Right then, in the ocean? During the storm? With the lightning? The idea was classic Monet Miller. Spontaneous. Dangerous. Of course, everyone was into it. Clinton Henry literally leaped up, knees popping, from the oblong white shag carpet our hostess had laid out earlier, before Parcheesi, for everyone to sit on. Once he’d regained his balance—Clinton was a tall, lopsided man—he offered the celebrity chef Mackenzie Phillmont a hand, but the stubborn Phillmont batted it away as he then tried, without success, to hoist himself from the shag. After two more unsuccessful tries, Phillmont relented and accepted Clinton Henry’s helping hand with a grunt. Even the wheelchair-bound gossip columnist Kaari Sharmini expressed interest in the impromptu midnight excursion (through the woods, down a steep set of stairs) to the beach. Only Bob Waters scoffed at Monet’s suggestion. Normally, he’d be the first to strip down to his skivvies and bolt for the beach. Instead, since well before the Parcheesi game began, he wanted Mackenzie Phillmont to try the tokaji azu, a Hungarian desert wine, he brought back after a two-month backpacking trip of Eastern Europe. Knowing Bob, he probably had struck a (no doubt shady) deal with a (again, no doubt shady) Hungarian winemaker and wanted Phillmont to carry the label in one of his seven city restaurants. Phillmont—a cheap-beer man by temperament, contrary to his rep—had a sociable first sip. Despite his polite rebuffs, Bob kept pestering him with meandering, whimsical tales from his recent travels, each of which culminated with Waters asking, “More tokaji azu?” Over time, Phillmont became annoyed. Then he became exasperated. Finally, he became infuriated and it certainly looked as if Phillmont was about to throttle Bob Waters by the neck when, in an attempt to flip the duffel bag inside out, Monet Miller lost her balance and fell, face first, into the koi pond. Before anyone could rush to her aid, she did an reverse back flip, pirouetting mid-air before landing upright. It was, of course, a maneuver we’d all seen before—her last big-budget Hollywood role, as the Black Widow in The Black Widow, required her to do back-to-back-to-back reverse back flips in the penultimate fight sequence. Clinton Henry and Mackenzie Phillmont both offered her the same towel, but Monet waved them away. She looked puzzled. She looked confused. Something was wrong.

“Where’s Ryszard?”

Ryszard Essex, the interior designer. Nobody knew where he was or when or even if he’d excused himself or whether he’d just disappeared without an explanation at some point during dinner. Kaari Sharmini remembered his cell phone ringing as the salad—blueberries, goat cheese, arugula, with a watermelon vinaigrette—was being served. Bob Waters thought he’d left to use the facilities sometime after the third course, a cider-brined skate over garlic-rosemary polenta. Mackenzie Phillmont claimed Essex had complained about a case of heartburn after two bites of filet mignon and rushed off, presumably to the washroom. Clinton Henry reported that Essex had been at the table when he took a piss but was gone upon his return. Personally, I hadn’t seen Ryszard Essex since my arrival, mere moments after the filet mignons were served.
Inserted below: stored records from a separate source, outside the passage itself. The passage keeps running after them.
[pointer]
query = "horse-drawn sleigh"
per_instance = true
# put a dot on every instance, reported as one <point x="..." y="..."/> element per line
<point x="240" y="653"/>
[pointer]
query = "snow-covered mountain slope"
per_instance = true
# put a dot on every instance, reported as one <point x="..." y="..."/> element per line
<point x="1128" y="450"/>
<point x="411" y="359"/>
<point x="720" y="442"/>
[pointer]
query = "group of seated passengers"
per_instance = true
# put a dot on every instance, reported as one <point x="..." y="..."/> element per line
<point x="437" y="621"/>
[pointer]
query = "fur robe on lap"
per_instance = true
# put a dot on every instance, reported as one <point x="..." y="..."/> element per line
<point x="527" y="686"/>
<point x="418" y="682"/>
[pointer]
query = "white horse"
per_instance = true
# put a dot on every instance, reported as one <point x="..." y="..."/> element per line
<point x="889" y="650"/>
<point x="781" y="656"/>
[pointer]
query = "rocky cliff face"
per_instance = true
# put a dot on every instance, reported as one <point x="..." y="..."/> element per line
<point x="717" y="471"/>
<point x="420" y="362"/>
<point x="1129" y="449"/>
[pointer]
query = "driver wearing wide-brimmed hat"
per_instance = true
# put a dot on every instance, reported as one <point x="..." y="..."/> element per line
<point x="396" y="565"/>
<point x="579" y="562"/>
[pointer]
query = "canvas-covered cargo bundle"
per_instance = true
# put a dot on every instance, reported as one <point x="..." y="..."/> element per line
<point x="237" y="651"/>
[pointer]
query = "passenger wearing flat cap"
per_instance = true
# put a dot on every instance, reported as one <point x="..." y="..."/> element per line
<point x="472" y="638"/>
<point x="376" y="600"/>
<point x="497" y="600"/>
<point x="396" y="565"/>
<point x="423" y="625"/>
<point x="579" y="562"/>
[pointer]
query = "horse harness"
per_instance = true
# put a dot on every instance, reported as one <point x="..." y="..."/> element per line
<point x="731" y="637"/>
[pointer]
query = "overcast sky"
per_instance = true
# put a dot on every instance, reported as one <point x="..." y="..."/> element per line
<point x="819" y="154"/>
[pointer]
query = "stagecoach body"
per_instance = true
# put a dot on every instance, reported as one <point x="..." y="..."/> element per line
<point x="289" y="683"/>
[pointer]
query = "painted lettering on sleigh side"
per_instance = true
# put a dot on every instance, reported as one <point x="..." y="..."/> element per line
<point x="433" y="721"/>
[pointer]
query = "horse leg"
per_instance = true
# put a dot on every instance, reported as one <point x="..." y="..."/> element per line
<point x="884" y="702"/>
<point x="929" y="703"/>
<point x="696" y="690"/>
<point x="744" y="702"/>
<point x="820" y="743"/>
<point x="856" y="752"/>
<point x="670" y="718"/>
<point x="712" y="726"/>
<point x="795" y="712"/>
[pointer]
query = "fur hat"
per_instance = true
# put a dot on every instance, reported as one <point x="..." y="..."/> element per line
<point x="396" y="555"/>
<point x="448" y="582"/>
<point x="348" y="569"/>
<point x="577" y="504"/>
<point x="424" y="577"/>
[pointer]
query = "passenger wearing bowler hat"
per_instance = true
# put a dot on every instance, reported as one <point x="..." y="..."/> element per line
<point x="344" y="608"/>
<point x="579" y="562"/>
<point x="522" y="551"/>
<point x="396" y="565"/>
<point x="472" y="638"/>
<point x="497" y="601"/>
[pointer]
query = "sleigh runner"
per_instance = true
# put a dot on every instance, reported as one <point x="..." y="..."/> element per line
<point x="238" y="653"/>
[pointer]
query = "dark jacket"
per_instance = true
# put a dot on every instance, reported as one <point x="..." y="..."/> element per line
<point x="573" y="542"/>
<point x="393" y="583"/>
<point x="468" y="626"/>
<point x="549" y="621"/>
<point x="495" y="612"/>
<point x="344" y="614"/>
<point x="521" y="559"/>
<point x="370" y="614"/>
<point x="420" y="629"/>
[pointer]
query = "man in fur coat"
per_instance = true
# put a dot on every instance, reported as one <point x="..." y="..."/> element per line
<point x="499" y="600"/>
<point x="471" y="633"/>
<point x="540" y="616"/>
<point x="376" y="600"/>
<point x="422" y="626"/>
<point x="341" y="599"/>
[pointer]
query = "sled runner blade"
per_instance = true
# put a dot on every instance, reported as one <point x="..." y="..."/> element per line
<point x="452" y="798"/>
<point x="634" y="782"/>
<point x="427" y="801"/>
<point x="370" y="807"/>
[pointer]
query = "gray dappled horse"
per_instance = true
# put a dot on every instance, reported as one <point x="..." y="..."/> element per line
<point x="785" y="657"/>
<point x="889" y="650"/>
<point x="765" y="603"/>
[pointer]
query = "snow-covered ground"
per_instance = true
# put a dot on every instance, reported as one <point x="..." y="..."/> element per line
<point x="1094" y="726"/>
Not that any of this mattered. Monet Miller already had a plan.

Not a very good plan, as it turned out. More of a chaotic, improvisational attempt at a plan. But still, Monet Miller was Monet Miller, and when she called out “Follow me,” we all promptly followed her, scurrying around looking for Essex, checking each room one by one. It was an inefficient, inept plan, but within half an hour someone (I forget whom) muttered under his or her breath, “Poor guy,” and somehow the word spread and next thing anyone knew we had all gathered in a back bedroom overlooking the yard, huddled around a bloated, and very deceased, corpse.